Moving the needle even slightly here though requires enormous knowledge of two very hard and disparate fields. AI and bio are domains that get extremely complex extremely fast, and also where researchers and founders quickly reach the frontiers of knowledge. These aren’t “solved” fields by any stretch of the imagination, and it isn’t uncommon to quickly reach a “No one really knows” answer to a question.

It’s what you might call the dual PhD problem of today’s startups. To be clear, this isn’t about credentials — it’s not about the sheepskin at the end of the grad program. It’s about the knowledge represented by that diploma and how you need two whole rounds of it in order to synthesize the next generation of solutions.

Now, before you start yelling, let’s talk about teams. There is a reasonable argument that teams with the right specializations can come together and solve these problems. You don’t need a single founder with experience in bio and AI or cryptography and economics or computer vision and mobility hardware — you just need to bring the right talents together in the room to make innovation happen.

There is certainty truth in that, and indeed, that’s the impetus for many of the companies we are seeing today in these fields.

But that also feels like precisely the block today for pushing innovation even farther forward. Today’s startups have a biologist talking about wet labs on one side and an AI specialist waxing on about GPT-3 on the other, or a cryptography expert negotiating their point of view with a securities attorney. There is constant and serious translation required between these domains, translation that (I would argue mostly) prevents the fusion these fields need in order for new startups to be built.
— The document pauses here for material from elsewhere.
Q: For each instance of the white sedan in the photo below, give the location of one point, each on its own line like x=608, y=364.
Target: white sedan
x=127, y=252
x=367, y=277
Perhaps there is no greater and more obvious example of these domain requirements than the response to COVID-19. Epidemiology and public health are quite possibly the two most difficult fields out there in terms of the number of specializations required simultaneously to do them well. You need to know medicine and human physiology to understand the etiology of diseases, have the social science background to understand how humans interact individually and in groups, understand the economic and public policy implications of different prophylactics to comprehend the trade-offs involved, and finally, master the statistical training to read, understand, and build correct data models.

All this, and all at the same time. Is it any wonder that so little consensus emerges when so few people have all the requisite skills in their head?

The reason that teams run into resistance is that each specialist needs to understand the constraints that all the other specialties have, while also having enough nuance to understand what is really a barrier and what is perhaps a rule that can be broken. You can’t have a non-technical PM manage an AI product (“Can’t we just use TensorFlow for that?”) anymore than you can have these companies built by incompatible experts, always trying to explain to the other why an idea isn’t fathomable.

We aren’t used to this sort of cognitive challenge. Software is so democratized today, we forget just how blisteringly difficult almost all other facets of human endeavor are to even start. A middle schooler can build and deploy a web service scalable to millions of people with some lines of code (learned from easily and widely accessible resources on the internet) and some basic cloud infrastructure tools that are designed to onboard new users expeditiously.

Try that with rocketry. Or with pharma. Or with autonomous vehicles. Or any of the interesting new frontiers with green fields that are just sitting there waiting for the taking.

So to propel the progress of the world further, we need to fuse more fields together and compress the requisite knowledge faster and earlier for more people. We can’t wait until 25 years of school is complete and people graduate haggard at 40 before they can take a shot at some of these fascinating intersections. We need to build slipstreams to these lacuna where innovation hasn’t yet reached.

Otherwise, we are going to see the same pattern in the future that we see today: the thirtieth app for X with no barrier to entry whatsoever. That’s not where progress comes.